Monadic Critical Path

仕事のアプリ、長いこと測定されそこねていたが重要な速度上の指標が下がっているから直せという。速かった頃のバイナリを持ってきてトレースを比べるが・・・わからん。これはリグレッションした箇所を見つけて直すより真面目に速くするほうが良さそう。

このアプリは色々マルチスレッドにして速度を稼いでいる。そしてアプリ内で CPU インテンシブな部分(View の構築など)とシステムのサービスを待つのが遅い部分がある。当然後者は非同期に待つ。結果としてぱっとトレースをみただけだと critical path がわからない。

仕方ないのでコードを睨んでいるのだが、むー。

自分は critical path を依存関係のグラフとして理解しようとしている。最終的なオブジェクト A を得るには オブジェクト B と C が必要で、C を作るには D が必要、だからクリティカルパスは B->A か D->C->A ... みたいな。グラフの arc に所要時間を割り振っていく。

このモデリングをコードにマップする方法がいまいちはっきりしない。

まず依存関係のノードがコードの上のオブジェクトとして現れるとは限らない。たとえば最後の測定地点が、とあるシステムからのコールバックが呼ばれたところであるとする。コールバックに引数はない。だから目に見えるオブジェクトがあるわけではない。仕方ないので概念上の Readiness object みたいのを考える。

その一方、コード上存在感がある割に依存関係のノードにならないクラスが多い。具体的には Creator やら Initializer やらの Verb-er class. Java のイディオム的にオブジェクトなだけで、こいつらは事実上の関数である。しか本物の関数ではないせいで、依存関係の in と out をわかりにくくしている。

非同期のわかりにくさという意味では、関数やコンストラクタの引数に Future 的なオブジェクトを渡されるのも辛い。
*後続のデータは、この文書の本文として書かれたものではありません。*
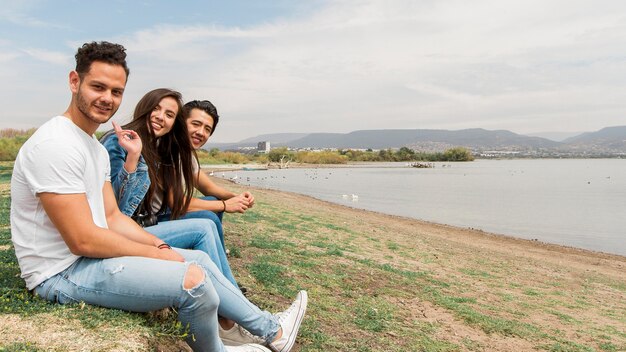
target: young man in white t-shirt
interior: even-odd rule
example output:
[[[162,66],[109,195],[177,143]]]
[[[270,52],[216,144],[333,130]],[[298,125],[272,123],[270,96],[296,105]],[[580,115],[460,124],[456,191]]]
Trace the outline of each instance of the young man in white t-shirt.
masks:
[[[61,304],[135,312],[175,307],[194,351],[268,351],[253,344],[224,347],[219,308],[272,350],[289,351],[306,309],[305,291],[283,313],[261,311],[205,253],[172,249],[118,209],[109,158],[93,134],[117,111],[128,72],[121,45],[84,44],[69,75],[68,109],[20,149],[11,179],[11,233],[27,288]],[[162,229],[206,231],[198,221]]]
戻り値だけにしてくれ…。

わかりにくさの理由は2つ。一つは Future (ListenableFuture) が入力なのか出力なのかわからないこと。まあ ListenableFuture なら入力だし SettableFuture なら出力なのだが, ownership の行方がすぐわからなくなる。

もう一つは、要するに pure function と IO function みたいのが混ざってしまう、ということだろうなあ。Future にアクセスする関数やオブジェクトというのは非同期のフロー (IO) に参加している。一方で binder の遅いブロッキングコールを読んだりもする (pure). もうわけがわからない。やはりロジックはなるべく pure な感じに書いて、一番外側で IO 的なものを組み合わせる作りにしてほしいなあ。しかし Java というのは文化的にそういう区別をがんばっていないのでどうにもならないのだった。Rx 世代のコードベースで働きたいものであることよ・・・。

ただ Rx 的なコードの性能分析がどうあるべきなのか、と聞かれてもぱっと答えることはできないな。IO の中の時間と自分の pure な部分の時間を、どうにかして可視化するのだろうけれど・・・。


コード中心の分析がそもそも筋悪な気もする。手元にはいちおう Systrace のダンプがあり、これは時間とスレッドの関係についての雛形になりうる。こいつを画像にキャプチャし、その上に依存関係のフローを注釈として書き込んでいけばいいかもしれない。それなら可視化のベースラインを捏造しなくてよくなるよね。こうしてみるかな。

本来なら Systrace の API が非同期のフローをサポートして、手書きで注釈を後付する必要なんてのはない方がよいんだけど。そこは多くを期待するべからずということで。